Another unique challenge to the division is the transfer of the Guam-Micronesia Mission (GMM) to the North American administrative territory. This remarkable missional opportunity brings an overseas mission field directly to the division territory and provides a fresh glimpse into the challenges and opportunities a mission faces. GMM is home to more than 5,000 members and 21 churches. It also provides many student missionaries with teaching jobs at the numerous mission schools throughout the islands. The church also runs a hospital and health clinics to meet the medical needs of the residents. This direct method of contact is vital to reaching the diverse cultures that make up the mission.

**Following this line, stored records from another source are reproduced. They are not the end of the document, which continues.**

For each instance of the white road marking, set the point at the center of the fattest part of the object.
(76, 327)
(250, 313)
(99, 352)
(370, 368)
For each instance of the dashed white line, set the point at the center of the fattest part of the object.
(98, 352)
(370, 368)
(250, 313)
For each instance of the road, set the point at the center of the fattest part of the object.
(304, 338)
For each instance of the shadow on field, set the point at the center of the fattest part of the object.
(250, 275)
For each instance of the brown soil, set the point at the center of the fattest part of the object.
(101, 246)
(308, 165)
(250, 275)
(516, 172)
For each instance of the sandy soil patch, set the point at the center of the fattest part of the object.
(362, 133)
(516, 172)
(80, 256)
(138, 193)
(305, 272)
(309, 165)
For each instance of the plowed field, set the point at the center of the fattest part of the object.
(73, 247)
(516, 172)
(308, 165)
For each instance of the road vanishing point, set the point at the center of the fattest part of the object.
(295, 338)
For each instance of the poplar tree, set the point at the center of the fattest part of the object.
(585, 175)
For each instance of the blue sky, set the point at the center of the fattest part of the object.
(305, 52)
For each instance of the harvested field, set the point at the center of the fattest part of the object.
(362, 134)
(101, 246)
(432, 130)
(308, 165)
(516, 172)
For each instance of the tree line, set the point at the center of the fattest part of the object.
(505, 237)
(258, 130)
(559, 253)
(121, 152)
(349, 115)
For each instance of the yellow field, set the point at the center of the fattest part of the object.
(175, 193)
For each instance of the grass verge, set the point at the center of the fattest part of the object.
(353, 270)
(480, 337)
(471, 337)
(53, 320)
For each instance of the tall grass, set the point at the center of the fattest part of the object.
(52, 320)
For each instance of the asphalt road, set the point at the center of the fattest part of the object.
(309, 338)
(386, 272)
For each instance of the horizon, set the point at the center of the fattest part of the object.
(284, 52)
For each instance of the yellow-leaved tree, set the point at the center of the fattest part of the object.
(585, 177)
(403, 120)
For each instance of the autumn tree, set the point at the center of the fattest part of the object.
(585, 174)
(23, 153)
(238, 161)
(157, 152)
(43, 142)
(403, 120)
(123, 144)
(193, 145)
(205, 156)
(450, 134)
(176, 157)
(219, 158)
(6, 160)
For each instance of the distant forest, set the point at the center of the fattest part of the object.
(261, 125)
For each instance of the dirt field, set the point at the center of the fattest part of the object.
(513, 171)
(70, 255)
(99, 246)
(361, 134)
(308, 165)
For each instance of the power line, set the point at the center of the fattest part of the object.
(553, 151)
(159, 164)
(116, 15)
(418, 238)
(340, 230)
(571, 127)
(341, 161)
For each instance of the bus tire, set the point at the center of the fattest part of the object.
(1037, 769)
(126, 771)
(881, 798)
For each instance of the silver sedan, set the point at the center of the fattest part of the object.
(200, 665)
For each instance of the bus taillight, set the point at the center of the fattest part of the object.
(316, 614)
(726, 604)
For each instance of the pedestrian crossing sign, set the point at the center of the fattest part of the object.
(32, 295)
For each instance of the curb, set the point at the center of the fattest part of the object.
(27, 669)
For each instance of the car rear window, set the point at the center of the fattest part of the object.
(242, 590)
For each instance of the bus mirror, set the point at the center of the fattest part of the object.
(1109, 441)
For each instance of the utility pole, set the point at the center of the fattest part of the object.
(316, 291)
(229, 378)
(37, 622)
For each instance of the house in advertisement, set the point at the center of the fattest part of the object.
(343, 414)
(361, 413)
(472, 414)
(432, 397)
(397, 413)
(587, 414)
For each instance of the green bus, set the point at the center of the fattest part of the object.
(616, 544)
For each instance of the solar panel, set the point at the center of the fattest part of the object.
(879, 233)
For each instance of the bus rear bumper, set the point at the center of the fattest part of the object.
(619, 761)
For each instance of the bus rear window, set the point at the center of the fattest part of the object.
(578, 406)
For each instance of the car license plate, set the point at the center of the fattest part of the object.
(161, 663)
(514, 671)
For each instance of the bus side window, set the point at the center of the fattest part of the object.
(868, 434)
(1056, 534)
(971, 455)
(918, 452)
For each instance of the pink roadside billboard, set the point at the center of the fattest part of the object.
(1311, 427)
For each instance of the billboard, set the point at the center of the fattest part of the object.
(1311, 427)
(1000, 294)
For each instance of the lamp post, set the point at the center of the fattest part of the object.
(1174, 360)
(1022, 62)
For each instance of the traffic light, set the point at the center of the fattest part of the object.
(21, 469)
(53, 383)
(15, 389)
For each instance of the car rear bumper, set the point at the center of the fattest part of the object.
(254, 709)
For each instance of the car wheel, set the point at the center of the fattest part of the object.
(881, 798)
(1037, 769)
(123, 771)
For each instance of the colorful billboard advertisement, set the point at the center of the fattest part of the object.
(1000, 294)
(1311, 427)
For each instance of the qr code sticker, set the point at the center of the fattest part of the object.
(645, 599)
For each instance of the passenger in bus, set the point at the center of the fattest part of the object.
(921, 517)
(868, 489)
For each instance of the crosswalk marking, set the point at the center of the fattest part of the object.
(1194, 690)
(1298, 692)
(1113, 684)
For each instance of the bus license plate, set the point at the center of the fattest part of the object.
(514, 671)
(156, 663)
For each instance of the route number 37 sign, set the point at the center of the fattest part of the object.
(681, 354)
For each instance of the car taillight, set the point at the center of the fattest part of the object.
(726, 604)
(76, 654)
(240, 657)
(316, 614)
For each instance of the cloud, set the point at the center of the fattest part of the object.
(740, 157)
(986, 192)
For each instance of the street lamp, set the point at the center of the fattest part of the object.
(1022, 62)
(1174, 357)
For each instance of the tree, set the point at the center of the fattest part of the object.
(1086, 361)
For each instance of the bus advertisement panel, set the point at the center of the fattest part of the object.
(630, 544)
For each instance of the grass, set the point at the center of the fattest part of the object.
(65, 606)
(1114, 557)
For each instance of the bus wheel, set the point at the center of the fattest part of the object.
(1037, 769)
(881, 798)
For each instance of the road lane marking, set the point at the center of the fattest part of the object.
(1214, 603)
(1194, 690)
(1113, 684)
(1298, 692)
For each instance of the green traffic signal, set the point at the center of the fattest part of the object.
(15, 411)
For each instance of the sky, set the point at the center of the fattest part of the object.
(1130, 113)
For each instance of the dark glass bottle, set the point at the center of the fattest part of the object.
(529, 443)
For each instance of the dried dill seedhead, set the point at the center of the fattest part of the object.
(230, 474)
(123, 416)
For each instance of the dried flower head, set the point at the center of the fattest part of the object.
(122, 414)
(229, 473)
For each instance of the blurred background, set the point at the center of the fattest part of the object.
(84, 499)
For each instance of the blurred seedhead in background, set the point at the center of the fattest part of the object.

In 2013 the North American Division made several key decisions on how it would operate its media ministries. The Adventist Media Center in Simi Valley, California, was closed, and the ministries that called it home relocated. This gave the ministries the opportunity to evolve their approaches to meet the needs of their rapidly changing audiences. It Is Written, under the direction of John Bradshaw, relocated to Chattanooga, Tennessee. Faith for Today, with Mike and Gail Tucker; La Voz de la Esperanza, led by Omar Greive; and Jesus 101, directed by Elizabeth Talbot, moved their offices to Riverside, California. Breath of Life, under the direction of Carlton Byrd, remained at its home on the campus of Oakwood University, and Voice of Prophecy, with its new leadership team of Shawn and Jean Boonstra, relocated to the mountains of Loveland, Colorado.
Despite these transitions the evangelistic efforts of the media ministries remained strong as major events were held in Edmonton, Alberta, Canada, by John Bradshaw; Huntsville, Alabama, by Carlton Byrd; Minneapolis, Minnesota, by Shawn Boonstra; New York City, by Omar Grieve; Atlanta, Georgia, by Mike and Gail Tucker with their Mad About Marriage series; and by Elizabeth Talbot, as she focuses on training people to lead others to Jesus.
Another change was the transfer of control of the Pacific Press Publishing Association, located in Nampa, Idaho. Previously Pacific Press had been controlled and operated by the General Conference, along with the Review and Herald Publishing Association (RHPA) in Hagers-town, Maryland. In June 2014 the constituents of the RHPA voted to cease print operations at the Hagerstown facility, and authorized a plan to transfer assets to the Pacific Press, which would now be controlled and operated by the North American Division to better meet the division’s publishing needs.
A final change to the North American Division structure occurred in late 2014 when the board of Oakwood University voted to approve the transfer of its operation from the General Conference to the North American Division. This made Oakwood University the only Adventist educational institution to be owned and operated by the division. Local union conferences operate all other tertiary educational institutions. Oakwood has a rich educational history in the church, and the division is excited about the possibilities that it will provide to the missional training of future church pastors and leaders.
The membership of the North American Division is a microcosm of the greater populations that live in and call North America home, and the opportunity for mission is vast and great. God will show us the way as we strive to reach the people of North America with the healing message of hope and wholeness.